Saturday, June 22, 2013

Aunt Katie's Stuffed Tomatoes

You know a recipe is good when it comes handwritten on an index card covered in greasespots.

Sometimes the scruffiest things are the best things.

My mother learned how to cook from her Italian aunt-in-law, who learned how to cook from her French mother-in-law. Hence these stuffed Creole tomatoes.

What is a Creole tomato, you ask?

Tomatoes in an existential crisis. "I feel so empty inside!"
A Creole tomato is any variety of tomato grown in Louisiana. I don't know the science, but apparently Louisiana has special soil that produces extra-flavorful tomatoes. A real Creole is covered in splits and crags. That's how you know it's a good one.

Before bread crumbs
After bread crumbs


Unfortunately, and for reasons unbeknownst to me, it's hard to find those big, ugly, beautiful Creoles anymore. The Creoles at the market today are more proportional and less tasty. Still good, but not the same. Whatever happened to those ugly, delicious Creoles? We'll have to get Poppy Tooker on the case.
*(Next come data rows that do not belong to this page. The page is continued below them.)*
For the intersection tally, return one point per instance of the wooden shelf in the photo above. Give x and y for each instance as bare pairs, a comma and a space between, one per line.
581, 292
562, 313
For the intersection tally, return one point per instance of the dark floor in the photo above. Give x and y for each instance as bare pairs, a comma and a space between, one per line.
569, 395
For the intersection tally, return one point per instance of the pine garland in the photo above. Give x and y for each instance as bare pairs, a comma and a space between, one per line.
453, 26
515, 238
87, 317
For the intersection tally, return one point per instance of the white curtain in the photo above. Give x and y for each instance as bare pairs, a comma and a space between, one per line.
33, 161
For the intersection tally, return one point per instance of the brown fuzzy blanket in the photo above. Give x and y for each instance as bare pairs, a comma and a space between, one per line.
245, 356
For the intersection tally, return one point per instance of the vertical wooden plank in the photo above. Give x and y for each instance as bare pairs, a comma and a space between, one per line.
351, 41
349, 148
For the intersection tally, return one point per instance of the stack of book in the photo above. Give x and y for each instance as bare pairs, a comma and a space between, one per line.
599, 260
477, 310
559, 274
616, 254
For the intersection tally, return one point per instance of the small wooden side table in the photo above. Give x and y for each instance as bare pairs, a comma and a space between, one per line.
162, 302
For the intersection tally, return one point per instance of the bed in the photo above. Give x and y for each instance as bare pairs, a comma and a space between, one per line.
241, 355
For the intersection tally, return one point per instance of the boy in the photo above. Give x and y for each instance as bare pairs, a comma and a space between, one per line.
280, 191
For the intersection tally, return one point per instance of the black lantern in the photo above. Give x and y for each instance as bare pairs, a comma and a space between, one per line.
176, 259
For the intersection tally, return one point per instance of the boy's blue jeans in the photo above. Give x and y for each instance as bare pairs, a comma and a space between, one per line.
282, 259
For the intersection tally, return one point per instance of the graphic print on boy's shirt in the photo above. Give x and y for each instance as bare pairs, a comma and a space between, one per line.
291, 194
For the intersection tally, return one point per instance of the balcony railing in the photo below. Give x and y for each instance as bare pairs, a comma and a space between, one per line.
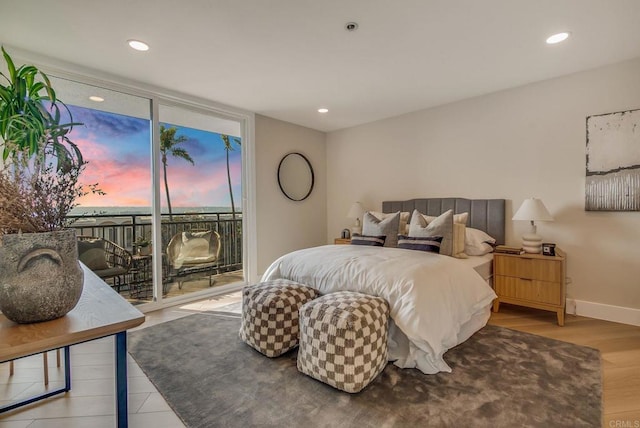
125, 229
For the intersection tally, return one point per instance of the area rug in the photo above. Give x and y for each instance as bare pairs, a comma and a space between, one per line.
500, 378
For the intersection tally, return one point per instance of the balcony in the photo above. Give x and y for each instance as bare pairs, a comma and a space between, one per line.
136, 284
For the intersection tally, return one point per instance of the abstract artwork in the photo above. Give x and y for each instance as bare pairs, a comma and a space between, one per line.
613, 162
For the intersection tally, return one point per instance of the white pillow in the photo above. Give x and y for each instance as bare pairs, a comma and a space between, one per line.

Agricultural mysteries aside, these stuffed tomatoes are I-spend-all-year-dreaming-about-June good. Plus, they freeze beautifully. 

Where did this saliva all over my keyboard come from? Oh, that's right-- my mouth.

Recipe: Stuffed Creole Tomatoes


6 tomatoes
1 onion, chopped
3 cloves garlic, minced
2 green onions, chopped
1/2-1 hot pepper, chopped (or a pinch of cayenne)
1 1/2 cups bread crumbs
ham seasoning (or not, if you're a pescetarian like me...they're also delicious sans animaux)

Scoop pulp out of tomatoes and set in a bowl. Fry onion in cooking oil until brown. Then add ham (if using), green onion, garlic, and pepper. Cook until all browns. Add tomato pulp and cook for about 10 minutes. Let boil and add salt. Add about 1 1/2 cups of bread crumbs. Mixture should have a pasty consistency. Cook for a while. Turn off fire, add parsley, and mix well.

Fill tomato shells with mixture. Top with bread crumbs and a pat of butter. Place in foil-lined pan Do not place in a foil-lined pan! Aunt Katie didn't know it, but acid and aluminum do not mix. Place in a pan and bake at 450 degrees until bread crumbs brown.